Continuing the conversation with my readers on the auto insurance issue, in which I recommend switching to liability insurance once your car’s value gets low, Kellie makes a point that’s worth covering:

I couldn’t get a car loan for my vehicle unless I had full comprehensive on it. So, I can’t switch to just liability until I pay for the entire thing. I wish it were always so cut and dry but it isn’t.

This is yet another example of why paying cash up front for your car is a tremendous deal. I’ve already covered in detail why paying cash is a better deal than getting a loan and a far better deal than getting a lease, conclusions that Money Magazine agrees with me on, but the truth of the matter is that it’s not easy to put yourself in a position to pay cash for a car, especially if you’re just getting started.

So, here’s a plan for how you can actually put yourself in a position to pay cash for a future automobile purchase without changing your current budget. Sound good? Here’s what you do:

1. Buy a late model used car on a loan. I’m somewhat assuming that you’ve already done this. If you’re on a lease, don’t get into another one when you’re finished. Switch to a late model used and start making the payments on it.

2. Make your payments on that car automatically. Set up your accounts so that this bill is paid automatically. This is very important; you need to get into a routine of just knowing that that amount is going away each month and that it’s not part of your routine budget.

3. When the car is paid off, start an automatic savings plan with a high-yield savings account that deducts the exact same amount as the car payment you’re already used to paying. No change to your monthly budget or spending at all.
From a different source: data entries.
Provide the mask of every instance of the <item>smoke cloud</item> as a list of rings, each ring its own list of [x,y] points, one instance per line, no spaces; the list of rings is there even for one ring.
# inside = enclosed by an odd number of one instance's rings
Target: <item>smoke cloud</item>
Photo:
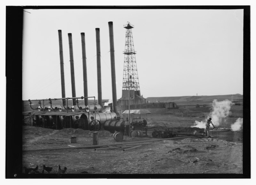
[[[104,106],[108,106],[108,104],[110,103],[112,103],[113,101],[112,100],[109,100],[108,102],[105,102],[104,104]]]
[[[191,126],[191,127],[198,127],[199,129],[204,129],[205,128],[205,122],[202,121],[200,122],[197,121],[195,121],[194,125]]]
[[[105,102],[103,105],[103,108],[102,109],[102,112],[110,112],[110,107],[109,107],[108,104],[113,103],[112,100],[109,100],[108,102]]]
[[[194,125],[191,127],[198,127],[200,129],[205,128],[206,121],[209,118],[212,118],[212,121],[214,126],[218,126],[220,125],[220,122],[230,114],[231,106],[233,104],[231,101],[228,100],[220,101],[218,101],[217,100],[214,100],[212,104],[212,110],[206,117],[204,121],[199,122],[196,121]]]
[[[232,131],[237,131],[241,130],[243,126],[243,118],[239,118],[234,123],[231,124],[231,130]]]
[[[218,101],[217,100],[214,100],[212,104],[212,110],[206,119],[212,118],[212,121],[214,126],[219,126],[220,122],[231,113],[230,109],[231,106],[234,104],[231,101],[228,100],[221,101]]]

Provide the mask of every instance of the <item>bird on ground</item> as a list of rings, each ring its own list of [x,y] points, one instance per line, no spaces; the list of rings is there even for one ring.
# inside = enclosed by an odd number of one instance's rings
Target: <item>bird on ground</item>
[[[62,170],[60,168],[60,165],[58,165],[58,174],[65,174],[67,171],[67,167],[64,167],[64,169]]]
[[[49,167],[48,166],[46,166],[45,165],[43,165],[43,167],[44,168],[44,169],[45,170],[46,172],[48,172],[48,173],[50,173],[50,172],[52,171],[52,167]]]
[[[33,172],[37,170],[38,169],[38,166],[36,166],[35,168],[27,168],[26,167],[24,166],[23,167],[25,169],[25,173],[28,174],[30,173],[31,172],[33,171]]]

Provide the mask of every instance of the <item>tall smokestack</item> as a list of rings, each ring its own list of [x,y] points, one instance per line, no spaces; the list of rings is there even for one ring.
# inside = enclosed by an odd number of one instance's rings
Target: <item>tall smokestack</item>
[[[101,74],[100,71],[100,28],[95,28],[96,31],[96,49],[97,56],[97,78],[98,82],[98,104],[101,106]],[[102,112],[101,111],[100,112]]]
[[[75,70],[74,70],[74,60],[73,57],[73,45],[72,42],[72,34],[68,33],[68,44],[69,46],[69,58],[70,59],[70,70],[71,73],[71,86],[72,89],[72,97],[76,96],[76,87],[75,84]],[[76,100],[72,99],[73,105],[76,105]]]
[[[116,68],[115,66],[115,49],[114,36],[113,32],[113,22],[108,22],[110,46],[110,60],[111,63],[111,77],[112,81],[112,99],[114,112],[117,113],[117,103],[116,99]]]
[[[63,48],[62,45],[62,34],[61,30],[58,30],[59,33],[59,45],[60,48],[60,79],[61,82],[62,98],[66,98],[65,94],[65,79],[64,78],[64,63],[63,62]],[[66,100],[63,100],[62,105],[66,105]]]
[[[82,43],[82,57],[83,57],[83,72],[84,75],[84,96],[88,97],[87,86],[87,70],[86,67],[86,53],[85,52],[85,39],[84,33],[81,33],[81,40]],[[84,105],[88,105],[88,99],[84,99]]]

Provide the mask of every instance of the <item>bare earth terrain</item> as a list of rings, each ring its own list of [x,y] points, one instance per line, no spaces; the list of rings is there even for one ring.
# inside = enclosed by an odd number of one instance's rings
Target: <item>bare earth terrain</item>
[[[51,174],[57,173],[59,164],[61,169],[67,167],[67,174],[83,174],[89,178],[95,174],[242,174],[242,130],[234,132],[229,129],[238,117],[242,117],[242,107],[232,106],[232,114],[212,132],[211,138],[200,135],[203,129],[190,127],[195,121],[204,120],[209,112],[207,107],[149,109],[152,114],[147,115],[148,128],[166,126],[176,133],[197,135],[153,142],[156,138],[148,133],[148,136],[143,137],[125,136],[118,142],[113,139],[113,134],[101,130],[98,133],[99,145],[114,146],[132,142],[148,141],[127,151],[119,148],[25,151],[23,166],[34,168],[38,165],[40,173],[43,165],[52,166]],[[92,145],[93,131],[72,128],[53,130],[30,126],[29,123],[23,128],[23,150]],[[69,143],[72,136],[77,137],[76,143]],[[44,173],[44,175],[47,173]]]

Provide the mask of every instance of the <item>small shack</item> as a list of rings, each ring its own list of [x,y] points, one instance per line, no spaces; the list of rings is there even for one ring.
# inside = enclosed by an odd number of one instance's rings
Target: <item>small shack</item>
[[[179,108],[177,104],[174,102],[169,102],[165,103],[165,108],[168,109],[172,108]]]

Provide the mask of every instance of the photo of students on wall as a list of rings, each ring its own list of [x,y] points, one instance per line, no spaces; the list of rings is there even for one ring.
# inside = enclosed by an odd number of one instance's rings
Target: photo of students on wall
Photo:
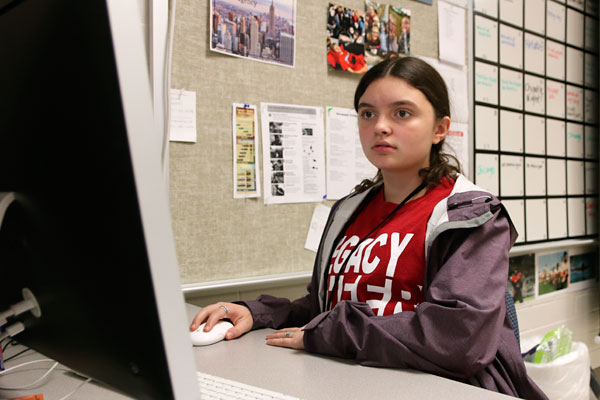
[[[524,254],[510,257],[508,269],[508,292],[515,304],[535,298],[535,255]]]
[[[538,256],[538,294],[569,287],[569,253],[560,251]]]
[[[327,15],[327,63],[333,70],[367,72],[365,62],[365,13],[329,4]]]
[[[410,10],[389,7],[388,51],[410,54]]]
4. Put liability insurance on your current car and put the insurance difference automatically into the new account, too. Again, no different than before in terms of your monthly budget.
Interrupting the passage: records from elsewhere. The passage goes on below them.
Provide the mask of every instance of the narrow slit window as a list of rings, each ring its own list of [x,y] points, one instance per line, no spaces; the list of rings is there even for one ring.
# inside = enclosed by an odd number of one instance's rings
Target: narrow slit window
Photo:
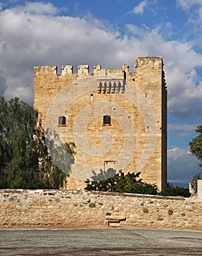
[[[103,117],[103,124],[104,125],[111,125],[111,116],[109,115],[105,115]]]
[[[58,117],[58,126],[63,127],[66,126],[66,117],[63,116]]]

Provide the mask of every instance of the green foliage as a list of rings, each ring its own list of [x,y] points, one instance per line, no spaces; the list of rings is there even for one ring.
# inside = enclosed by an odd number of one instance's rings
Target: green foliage
[[[202,179],[202,173],[198,173],[195,174],[193,177],[193,180],[191,182],[191,187],[195,194],[197,193],[197,181],[198,179]]]
[[[188,189],[173,185],[168,186],[165,191],[160,192],[158,195],[171,197],[181,196],[183,197],[190,197],[190,196]]]
[[[59,189],[66,176],[48,154],[38,112],[0,98],[0,189]]]
[[[101,170],[100,173],[91,177],[92,181],[86,181],[87,190],[111,191],[115,192],[136,193],[144,195],[157,195],[158,187],[155,184],[147,184],[139,178],[141,173],[124,174],[121,170],[116,174],[114,169],[107,171]]]
[[[197,127],[195,132],[198,135],[189,143],[190,151],[200,160],[199,165],[202,166],[202,125]]]

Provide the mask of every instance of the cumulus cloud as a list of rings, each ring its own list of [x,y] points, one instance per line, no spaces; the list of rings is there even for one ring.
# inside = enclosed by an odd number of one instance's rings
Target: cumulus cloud
[[[171,131],[195,131],[200,124],[168,124],[168,129]]]
[[[18,10],[20,12],[25,12],[36,15],[54,15],[57,12],[58,9],[51,3],[26,2],[24,6],[18,7]]]
[[[201,0],[176,0],[176,4],[184,10],[189,10],[195,4],[202,7]]]
[[[168,180],[171,183],[189,183],[200,171],[198,160],[187,148],[168,150]]]
[[[148,2],[147,0],[142,1],[136,7],[134,7],[132,12],[135,14],[143,14],[147,5]]]

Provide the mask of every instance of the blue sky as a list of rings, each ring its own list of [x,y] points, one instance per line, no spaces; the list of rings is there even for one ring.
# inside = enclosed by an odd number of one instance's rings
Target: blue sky
[[[34,65],[132,71],[137,57],[162,56],[168,180],[188,183],[200,170],[187,144],[202,124],[201,42],[201,0],[1,0],[0,95],[32,104]]]

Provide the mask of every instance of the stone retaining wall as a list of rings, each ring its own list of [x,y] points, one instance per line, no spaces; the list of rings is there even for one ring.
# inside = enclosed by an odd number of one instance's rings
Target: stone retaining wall
[[[0,228],[202,231],[202,200],[67,190],[0,190]]]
5. Drive the car until something puts it out of commission – or until it’s starting to really worry you or make you uncomfortable. A few minor repairs are probably worth it, but when you hit upon something big – or it’s showing clear signs of approaching a major repair – now’s the time to move onto the next step.

6. Clean out the account, trade in your old car, and buy another one! Don’t forget to maximize your deal on any car purchase. You should have enough cash and trade value to pay for a very large portion of the car, if not all of it. If you have to borrow to make the deal, get the shortest term loan possible and go back to step two.

7. Don’t stop the savings plan! You might want to switch back to comprehensive insurance on your new car at this point, which is fine, but keep putting the rest away into your savings account. The next time around, you’ll be able to perhaps get something even nicer – I have a friend who was able to buy a BMW using basically this exact plan (albeit with pretty high amounts each month).

Writing a check for a car is a great feeling – you have a fresh automobile without any of the debt burden. It is exhilirating to walk off the lot with a car that’s good for several years of driving and no additional debt.